The most provocative chapter focuses on road. Roads can be life-saving—bringing food and ambulances, goods and labour. Yet in Botswana, it brings with it automobile and, thereby, road accidents and deaths, traffic jams and carbon emissions. For instance, Livingston tells us that Africa’s traffic-related deaths are double those in Europe. Even more shockingly, the export of used cars from Japan to Botswana has meant the export of pollution and toxic radiation. Cars might be a source of mobility, but they have become ‘objects that produce poverty and economic inequality, all matter of carcinogenic exhaust’ (p. 119). Moreover, Livingston asks, what good is a road if there is no public transportation? What good is a road if there are few ambulances to ply on it?
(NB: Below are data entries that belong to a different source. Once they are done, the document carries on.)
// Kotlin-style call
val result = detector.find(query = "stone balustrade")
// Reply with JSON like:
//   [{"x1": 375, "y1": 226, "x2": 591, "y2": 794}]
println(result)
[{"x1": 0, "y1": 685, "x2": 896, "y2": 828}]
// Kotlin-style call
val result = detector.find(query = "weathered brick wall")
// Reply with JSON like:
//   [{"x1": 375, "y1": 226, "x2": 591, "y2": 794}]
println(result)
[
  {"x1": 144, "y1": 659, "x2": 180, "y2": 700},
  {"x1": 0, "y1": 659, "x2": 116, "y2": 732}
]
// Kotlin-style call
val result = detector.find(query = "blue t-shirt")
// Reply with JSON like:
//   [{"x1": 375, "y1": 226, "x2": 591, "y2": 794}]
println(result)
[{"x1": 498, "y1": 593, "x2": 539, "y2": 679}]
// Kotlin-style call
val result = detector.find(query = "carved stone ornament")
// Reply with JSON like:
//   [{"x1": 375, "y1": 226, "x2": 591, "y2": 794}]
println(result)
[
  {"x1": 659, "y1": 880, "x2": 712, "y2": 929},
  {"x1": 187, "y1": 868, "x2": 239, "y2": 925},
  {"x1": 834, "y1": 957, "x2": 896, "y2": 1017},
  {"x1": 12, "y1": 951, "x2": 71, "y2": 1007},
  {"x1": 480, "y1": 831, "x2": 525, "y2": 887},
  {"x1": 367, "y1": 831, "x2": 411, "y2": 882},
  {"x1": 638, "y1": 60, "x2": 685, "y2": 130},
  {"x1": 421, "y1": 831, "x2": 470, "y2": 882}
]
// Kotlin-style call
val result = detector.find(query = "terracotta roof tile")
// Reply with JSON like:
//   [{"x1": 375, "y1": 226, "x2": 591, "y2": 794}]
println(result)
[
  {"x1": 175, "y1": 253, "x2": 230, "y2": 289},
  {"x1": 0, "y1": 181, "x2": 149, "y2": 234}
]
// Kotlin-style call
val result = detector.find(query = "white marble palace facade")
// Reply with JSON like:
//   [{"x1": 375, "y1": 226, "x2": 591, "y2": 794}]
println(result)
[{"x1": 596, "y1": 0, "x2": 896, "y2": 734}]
Even so, Livingston is keenly aware of the desires that animate development—for cars and aeroplanes and air-conditioning. Indeed, one of the most challenging aspects of self-devouring growth is this: ‘As soon as the poor finally get their turn, everyone cries foul’ (p. 114). Blame, and responsibility for this planetary predicament, needs to account for globally unequal patterns of consumption. This is a crucial point that requires further explication. Growth might be self-devouring, but it devours some more than others—most often along patterned lines of class, race, gender and geography. As Livingston acknowledges early on, Europeans consume 20 times as much as Africans, and just 2% of buildings in New York City use 45% of its energy. In this scenario, how do forms of redress account for these stark inequalities? Is a planetary approach even possible in the context of these deep divisions and hierarchies?
The author offers a partial answer, arguing that we need a new imagination of development. Livingston writes, ‘In order to apprehend and face the enormity of our predicament, we must stop cleaving our dreams and nightmares asunder—such that the side effects and the desired effects of consumption-driven growth are considered in isolation from one another’ (p. 125). More specifically, Livingston finds inspiration in rainmaking—in healing and tending to an animated ecology. To build more just and sustainable futures, we must first ‘know ourselves as ancestors, antecedents of the rainmakers of a later age’ (p. 31).
Overall, this immensely readable book will appeal to a broad audience of academics, policymakers and practitioners in international development but is perhaps best suited as a short and accessible introduction to critical development studies for undergraduates.